Hi Matt, thanks a lot for writing all that up. My initial comment would be that this sounds like a systems-level approach towards providing general versioning of data that may change over time. That's really cool.
I think the problem of retractions within Beam is actually much more constrained, though, so I'm not sure we'd need that full level of generality. And as a portable layer, we also generally will need to avoid taking system-level dependencies like zookeeper, etc. Runner can choose to take such dependencies, but the framework itself needs to be very careful about such things, typically formulating them via contracts in the model rather than direct dependencies to actual systems.
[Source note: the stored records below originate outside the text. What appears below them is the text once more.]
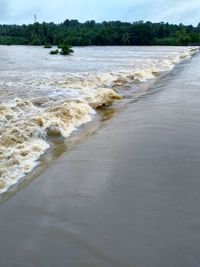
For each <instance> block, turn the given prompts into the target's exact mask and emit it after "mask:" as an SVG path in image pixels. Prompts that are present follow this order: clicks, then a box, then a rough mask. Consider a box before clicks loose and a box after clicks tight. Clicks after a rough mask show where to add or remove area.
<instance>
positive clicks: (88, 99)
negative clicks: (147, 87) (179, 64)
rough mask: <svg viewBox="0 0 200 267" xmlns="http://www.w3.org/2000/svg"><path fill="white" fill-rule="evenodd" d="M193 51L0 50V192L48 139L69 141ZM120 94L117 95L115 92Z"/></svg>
mask: <svg viewBox="0 0 200 267" xmlns="http://www.w3.org/2000/svg"><path fill="white" fill-rule="evenodd" d="M195 52H196V48H193V47H89V48H76V49H75V54H74V55H73V56H69V57H64V56H58V55H56V56H52V55H49V51H48V50H47V49H43V48H40V47H23V46H21V47H17V46H12V47H6V46H0V59H1V60H0V70H1V71H0V98H1V101H0V160H1V162H0V192H4V191H6V190H7V189H8V188H9V187H10V186H11V185H13V184H15V183H16V182H17V181H18V180H19V179H20V178H21V177H22V176H24V175H25V174H26V173H28V172H30V171H31V170H32V169H33V168H34V166H36V164H37V160H38V158H39V157H40V156H41V155H42V154H43V153H44V152H45V151H46V150H47V149H48V147H49V144H48V136H51V135H61V136H63V137H68V136H69V135H70V134H71V133H72V132H73V131H74V130H76V129H77V128H78V127H79V126H81V125H83V124H85V123H87V122H89V121H91V120H92V119H93V118H94V116H95V113H96V109H97V108H99V107H101V106H105V105H108V104H110V103H112V102H113V101H114V100H115V99H121V96H120V94H119V91H118V89H119V88H121V90H123V88H124V87H126V88H128V87H132V86H133V85H134V84H135V83H138V82H145V81H147V80H149V79H154V78H155V77H157V76H158V75H159V74H160V73H162V72H164V71H169V70H171V69H173V68H174V66H175V65H176V64H178V63H179V62H181V61H183V60H186V59H188V58H189V57H191V55H192V54H193V53H195ZM117 91H118V92H117Z"/></svg>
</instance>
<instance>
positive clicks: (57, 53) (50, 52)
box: [50, 49, 59, 55]
mask: <svg viewBox="0 0 200 267" xmlns="http://www.w3.org/2000/svg"><path fill="white" fill-rule="evenodd" d="M58 53H59V50H58V49H56V50H51V51H50V54H51V55H57V54H58Z"/></svg>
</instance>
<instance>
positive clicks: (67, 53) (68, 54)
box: [60, 42, 74, 55]
mask: <svg viewBox="0 0 200 267" xmlns="http://www.w3.org/2000/svg"><path fill="white" fill-rule="evenodd" d="M60 48H61V51H60V54H61V55H70V54H72V53H74V50H73V49H72V48H71V46H70V45H68V44H67V43H66V42H64V43H62V44H61V45H60Z"/></svg>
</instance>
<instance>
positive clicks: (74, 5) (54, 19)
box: [0, 0, 200, 25]
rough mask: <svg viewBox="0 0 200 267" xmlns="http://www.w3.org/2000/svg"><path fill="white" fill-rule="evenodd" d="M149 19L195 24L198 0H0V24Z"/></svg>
mask: <svg viewBox="0 0 200 267" xmlns="http://www.w3.org/2000/svg"><path fill="white" fill-rule="evenodd" d="M34 14H36V15H37V21H38V22H43V21H47V22H49V21H53V22H56V23H59V22H63V21H64V20H65V19H67V18H68V19H78V20H79V21H81V22H83V21H86V20H91V19H94V20H96V21H104V20H121V21H130V22H133V21H137V20H144V21H147V20H150V21H153V22H160V21H164V22H171V23H181V22H182V23H184V24H193V25H197V24H198V23H199V22H200V0H0V24H4V23H6V24H14V23H16V24H23V23H25V24H27V23H33V22H34Z"/></svg>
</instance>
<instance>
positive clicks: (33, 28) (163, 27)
mask: <svg viewBox="0 0 200 267" xmlns="http://www.w3.org/2000/svg"><path fill="white" fill-rule="evenodd" d="M63 42H65V43H68V44H69V45H72V46H89V45H98V46H101V45H200V23H199V24H198V26H193V25H187V26H186V25H183V24H179V25H175V24H169V23H164V22H160V23H152V22H149V21H147V22H143V21H137V22H133V23H129V22H121V21H109V22H106V21H104V22H102V23H97V22H95V21H94V20H90V21H86V22H84V23H80V22H79V21H78V20H68V19H67V20H65V21H64V22H63V23H60V24H55V23H53V22H50V23H46V22H43V23H38V22H36V23H34V24H29V25H0V44H2V45H45V44H51V45H59V44H61V43H63Z"/></svg>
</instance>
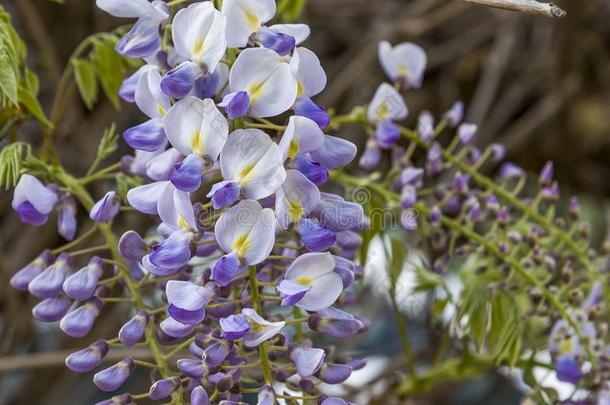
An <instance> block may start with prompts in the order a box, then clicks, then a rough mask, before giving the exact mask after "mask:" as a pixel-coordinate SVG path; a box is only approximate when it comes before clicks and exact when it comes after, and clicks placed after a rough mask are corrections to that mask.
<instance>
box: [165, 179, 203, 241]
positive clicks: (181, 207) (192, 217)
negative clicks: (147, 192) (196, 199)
mask: <svg viewBox="0 0 610 405" xmlns="http://www.w3.org/2000/svg"><path fill="white" fill-rule="evenodd" d="M157 211H158V213H159V217H161V220H162V221H163V222H164V223H165V224H167V225H169V226H171V227H173V228H174V229H182V230H185V231H188V230H192V231H194V232H197V221H196V220H195V212H194V210H193V204H192V203H191V199H190V197H189V194H188V193H186V192H184V191H180V190H177V189H176V187H174V185H173V184H172V185H171V186H169V187H166V188H165V189H164V190H163V192H162V194H161V195H160V196H159V202H158V204H157Z"/></svg>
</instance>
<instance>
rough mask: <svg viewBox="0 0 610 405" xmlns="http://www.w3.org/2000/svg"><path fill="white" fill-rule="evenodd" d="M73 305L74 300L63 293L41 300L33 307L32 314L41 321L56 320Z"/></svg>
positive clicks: (67, 311) (60, 318)
mask: <svg viewBox="0 0 610 405" xmlns="http://www.w3.org/2000/svg"><path fill="white" fill-rule="evenodd" d="M71 305H72V301H71V300H70V299H69V298H68V297H66V296H65V295H63V294H61V295H59V296H57V297H55V298H46V299H44V300H42V301H40V302H39V303H38V304H36V305H35V306H34V308H32V315H33V316H34V318H36V319H38V320H39V321H41V322H56V321H59V320H60V319H61V318H62V317H63V316H64V315H65V314H66V313H67V312H68V310H69V309H70V306H71Z"/></svg>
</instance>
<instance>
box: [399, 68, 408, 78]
mask: <svg viewBox="0 0 610 405" xmlns="http://www.w3.org/2000/svg"><path fill="white" fill-rule="evenodd" d="M398 75H399V76H402V77H409V68H408V67H407V65H399V66H398Z"/></svg>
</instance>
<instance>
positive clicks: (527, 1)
mask: <svg viewBox="0 0 610 405" xmlns="http://www.w3.org/2000/svg"><path fill="white" fill-rule="evenodd" d="M461 1H463V2H465V3H472V4H479V5H482V6H487V7H494V8H501V9H503V10H511V11H518V12H520V13H526V14H535V15H543V16H546V17H563V16H565V15H566V12H565V11H564V10H563V9H561V8H559V7H557V6H556V5H555V4H553V3H540V2H538V1H536V0H461Z"/></svg>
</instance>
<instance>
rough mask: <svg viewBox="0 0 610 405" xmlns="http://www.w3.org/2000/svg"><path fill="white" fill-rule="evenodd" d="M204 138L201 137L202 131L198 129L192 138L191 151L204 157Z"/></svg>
mask: <svg viewBox="0 0 610 405" xmlns="http://www.w3.org/2000/svg"><path fill="white" fill-rule="evenodd" d="M202 141H203V136H202V135H201V130H200V129H198V130H196V131H195V133H193V136H191V150H192V151H193V152H194V153H196V154H198V155H200V156H201V155H203V142H202Z"/></svg>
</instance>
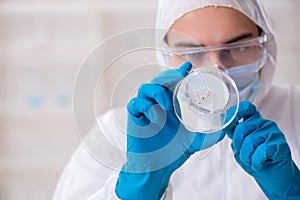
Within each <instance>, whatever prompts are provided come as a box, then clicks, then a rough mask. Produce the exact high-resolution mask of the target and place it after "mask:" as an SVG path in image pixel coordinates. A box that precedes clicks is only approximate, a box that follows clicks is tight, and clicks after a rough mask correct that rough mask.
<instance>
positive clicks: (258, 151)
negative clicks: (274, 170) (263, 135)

The set of problems we need to tackle with retractions in Beam boils down, I think, to essentially these:
1. Support remembering the last published panes for a window, so we can retract them in the future. Can be done with Beam's persistent state layer. Will need to support storing multiple previous panes in the case of merging windows like sessions. This is probably pretty straightforward.
2. Support annotating retraction elements as retractions. This will be some form of metadata on the record. Also relatively straightforward.
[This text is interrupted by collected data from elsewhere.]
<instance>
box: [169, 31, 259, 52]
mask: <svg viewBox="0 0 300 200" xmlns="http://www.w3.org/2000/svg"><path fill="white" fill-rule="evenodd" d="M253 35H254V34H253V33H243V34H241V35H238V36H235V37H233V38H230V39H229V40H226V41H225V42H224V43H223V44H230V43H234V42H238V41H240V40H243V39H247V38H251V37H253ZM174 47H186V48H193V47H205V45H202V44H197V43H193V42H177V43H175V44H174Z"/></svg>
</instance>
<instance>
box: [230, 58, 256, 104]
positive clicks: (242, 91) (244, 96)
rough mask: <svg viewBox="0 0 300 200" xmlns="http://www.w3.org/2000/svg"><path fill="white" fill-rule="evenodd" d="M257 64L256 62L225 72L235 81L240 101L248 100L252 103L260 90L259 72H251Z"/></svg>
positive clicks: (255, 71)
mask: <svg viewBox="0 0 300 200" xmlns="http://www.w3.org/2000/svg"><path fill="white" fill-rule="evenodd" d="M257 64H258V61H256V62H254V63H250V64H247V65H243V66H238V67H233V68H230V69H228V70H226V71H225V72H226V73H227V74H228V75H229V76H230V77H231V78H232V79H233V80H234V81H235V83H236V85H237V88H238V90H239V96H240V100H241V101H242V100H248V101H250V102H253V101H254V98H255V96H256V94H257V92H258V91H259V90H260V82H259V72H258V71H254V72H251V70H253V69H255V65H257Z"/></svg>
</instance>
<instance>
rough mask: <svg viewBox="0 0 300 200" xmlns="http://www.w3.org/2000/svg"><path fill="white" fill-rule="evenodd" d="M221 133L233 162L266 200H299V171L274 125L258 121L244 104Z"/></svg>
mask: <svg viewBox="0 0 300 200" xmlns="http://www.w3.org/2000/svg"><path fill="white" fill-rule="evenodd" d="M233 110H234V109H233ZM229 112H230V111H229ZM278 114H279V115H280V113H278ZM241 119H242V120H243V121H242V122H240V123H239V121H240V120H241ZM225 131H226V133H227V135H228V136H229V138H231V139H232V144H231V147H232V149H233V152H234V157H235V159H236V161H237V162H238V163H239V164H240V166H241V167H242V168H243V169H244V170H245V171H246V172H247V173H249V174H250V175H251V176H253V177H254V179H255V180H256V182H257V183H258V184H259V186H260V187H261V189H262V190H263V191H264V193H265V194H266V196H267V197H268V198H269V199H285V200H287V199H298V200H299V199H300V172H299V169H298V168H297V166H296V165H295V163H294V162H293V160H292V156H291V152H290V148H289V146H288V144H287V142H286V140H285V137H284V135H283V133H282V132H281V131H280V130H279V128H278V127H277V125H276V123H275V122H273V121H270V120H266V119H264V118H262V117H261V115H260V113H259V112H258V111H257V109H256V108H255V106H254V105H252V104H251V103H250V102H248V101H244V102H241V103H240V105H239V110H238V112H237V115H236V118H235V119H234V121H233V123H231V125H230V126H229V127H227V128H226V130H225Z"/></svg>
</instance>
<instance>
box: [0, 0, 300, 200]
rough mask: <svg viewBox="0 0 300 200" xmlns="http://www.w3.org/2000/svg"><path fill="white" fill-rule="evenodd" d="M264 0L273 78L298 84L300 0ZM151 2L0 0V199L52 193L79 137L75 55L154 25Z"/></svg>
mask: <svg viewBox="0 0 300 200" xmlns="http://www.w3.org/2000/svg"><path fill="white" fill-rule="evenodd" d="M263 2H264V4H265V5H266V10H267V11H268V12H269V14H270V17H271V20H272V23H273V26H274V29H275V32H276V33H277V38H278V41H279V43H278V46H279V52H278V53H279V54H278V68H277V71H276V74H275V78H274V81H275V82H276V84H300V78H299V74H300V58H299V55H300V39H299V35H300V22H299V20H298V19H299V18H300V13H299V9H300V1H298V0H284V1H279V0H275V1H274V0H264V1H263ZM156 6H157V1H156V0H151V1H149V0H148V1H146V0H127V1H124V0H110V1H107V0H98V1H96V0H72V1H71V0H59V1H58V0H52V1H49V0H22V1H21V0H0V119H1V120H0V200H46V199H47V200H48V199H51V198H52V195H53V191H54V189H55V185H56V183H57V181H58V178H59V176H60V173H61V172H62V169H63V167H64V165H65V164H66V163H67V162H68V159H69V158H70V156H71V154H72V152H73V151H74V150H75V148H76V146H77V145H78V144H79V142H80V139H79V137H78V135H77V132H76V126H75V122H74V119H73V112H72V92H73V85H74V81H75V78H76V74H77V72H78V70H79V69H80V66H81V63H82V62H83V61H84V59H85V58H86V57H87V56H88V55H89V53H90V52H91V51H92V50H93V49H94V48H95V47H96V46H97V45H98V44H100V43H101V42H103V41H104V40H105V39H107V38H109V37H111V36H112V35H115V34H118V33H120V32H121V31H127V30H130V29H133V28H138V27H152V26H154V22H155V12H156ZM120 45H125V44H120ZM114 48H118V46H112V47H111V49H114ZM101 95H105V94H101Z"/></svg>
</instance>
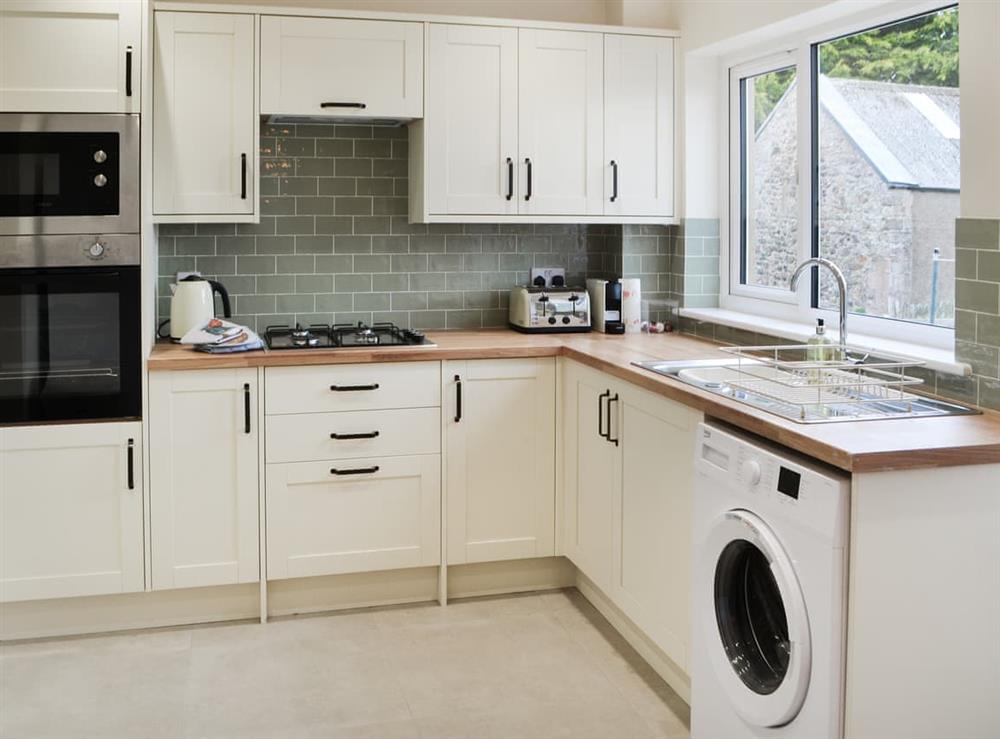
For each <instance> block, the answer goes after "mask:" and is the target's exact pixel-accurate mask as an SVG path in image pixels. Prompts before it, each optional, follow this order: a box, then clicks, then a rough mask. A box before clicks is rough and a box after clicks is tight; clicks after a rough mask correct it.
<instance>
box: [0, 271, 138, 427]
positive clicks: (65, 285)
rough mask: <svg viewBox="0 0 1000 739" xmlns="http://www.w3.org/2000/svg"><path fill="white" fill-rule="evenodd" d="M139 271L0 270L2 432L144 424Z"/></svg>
mask: <svg viewBox="0 0 1000 739" xmlns="http://www.w3.org/2000/svg"><path fill="white" fill-rule="evenodd" d="M139 325H140V321H139V267H138V266H134V265H133V266H110V267H107V266H102V267H58V268H41V269H5V270H0V425H3V424H15V423H43V422H54V421H78V420H86V419H95V420H97V419H124V418H138V417H140V416H141V410H140V404H141V398H142V391H141V385H140V374H141V366H140V362H141V360H140V332H139Z"/></svg>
3. Support retraction propagation. This are is progressively more interesting as you go down the list of sub tasks, I think:
a. Inputs which are retractions always generate outputs which are retractions. So records which are retractions should always be processed independently from normal data, so the DoFn itself need not be aware of whether the data are retractions or not.
b. For specific use cases, we may want to provide a way for a DoFn to find out if it is processing retractions. But having a concrete use case for this would be nice before committing to do so.
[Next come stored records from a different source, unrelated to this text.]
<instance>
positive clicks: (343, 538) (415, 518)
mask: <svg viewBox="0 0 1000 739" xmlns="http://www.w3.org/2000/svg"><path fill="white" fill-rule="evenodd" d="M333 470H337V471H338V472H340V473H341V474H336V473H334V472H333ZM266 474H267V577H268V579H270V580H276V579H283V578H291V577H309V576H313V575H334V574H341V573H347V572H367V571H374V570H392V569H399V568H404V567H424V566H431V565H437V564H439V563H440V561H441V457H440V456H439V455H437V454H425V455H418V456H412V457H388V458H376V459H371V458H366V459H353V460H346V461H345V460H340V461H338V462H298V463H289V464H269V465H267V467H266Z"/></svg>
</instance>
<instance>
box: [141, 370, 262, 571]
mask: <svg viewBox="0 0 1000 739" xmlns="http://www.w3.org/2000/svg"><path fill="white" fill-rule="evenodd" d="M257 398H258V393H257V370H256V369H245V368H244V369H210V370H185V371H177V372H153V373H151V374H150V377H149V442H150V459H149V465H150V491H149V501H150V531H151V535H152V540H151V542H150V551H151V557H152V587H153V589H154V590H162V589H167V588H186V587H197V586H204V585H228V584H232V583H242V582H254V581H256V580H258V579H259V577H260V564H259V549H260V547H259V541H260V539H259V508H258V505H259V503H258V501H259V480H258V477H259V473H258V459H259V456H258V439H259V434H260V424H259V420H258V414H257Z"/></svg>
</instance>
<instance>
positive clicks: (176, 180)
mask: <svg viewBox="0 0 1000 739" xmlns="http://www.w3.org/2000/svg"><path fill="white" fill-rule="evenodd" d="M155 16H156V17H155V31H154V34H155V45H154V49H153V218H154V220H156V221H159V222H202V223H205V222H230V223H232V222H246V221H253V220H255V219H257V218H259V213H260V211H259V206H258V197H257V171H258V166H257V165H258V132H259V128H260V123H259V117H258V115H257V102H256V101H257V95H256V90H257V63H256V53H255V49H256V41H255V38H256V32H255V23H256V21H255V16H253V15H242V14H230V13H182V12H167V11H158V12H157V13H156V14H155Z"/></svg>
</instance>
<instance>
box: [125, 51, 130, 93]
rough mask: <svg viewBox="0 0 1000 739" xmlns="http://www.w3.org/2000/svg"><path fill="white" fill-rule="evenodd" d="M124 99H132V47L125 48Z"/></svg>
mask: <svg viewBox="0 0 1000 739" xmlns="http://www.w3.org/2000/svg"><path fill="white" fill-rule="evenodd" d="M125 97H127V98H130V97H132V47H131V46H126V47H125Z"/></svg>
c. CombineFn will need a retractInput method to complement addInput, which will essentially uncombine the given values from the accumulator.
d. Sinks will need to be made retraction aware. Dan Halperin may have thoughts here.
e. Ideally, we would come up with a scheme to make retractions compatible with non-deterministic DoFns. This is expensive in the general case (remember all inputs and their corresponding outputs, so that you can re-produce that output as a retraction when you see a corresponding input). Would be cool if we can come up with something smarter, but I'm not sure what that would be. It may be that we simply need to provide a way to annotate a DoFn as non-deterministic to ensure that the expensive-but-correct mode supporting non-determinism is used.
Additional things we could consider adding:
4. Support for publishing retractions directly from sources. This would allow for the input data themselves to be annotated as retractions for use cases where it is known ahead of time that you're retracting a previously provided value.
Given that, I'd be curious to hear your thoughts on how Bloklinx relates to this. There doesn't seem to be sufficient information in the existing docs for me to do that well, beyond seeing that it appears to solve a similar, but more general problem in a self-contained system.
One thing you mention above that isn't covered here is retractions in light of structural changes. From the perspective of providing a highly general solution, I see why that makes sense. But I'd be curious to hear your thoughts on real world use cases where that's applicable. That ties into the much larger question of supporting pipeline updates more cleanly within the Beam model itself, which itself is an interesting area to explore in the future. But I've never considered the idea of actually retracting data from portions of the pipeline that have been removed, and I can't immediately come up with use cases where that would be desirable. Any light you could shed here would be appreciated.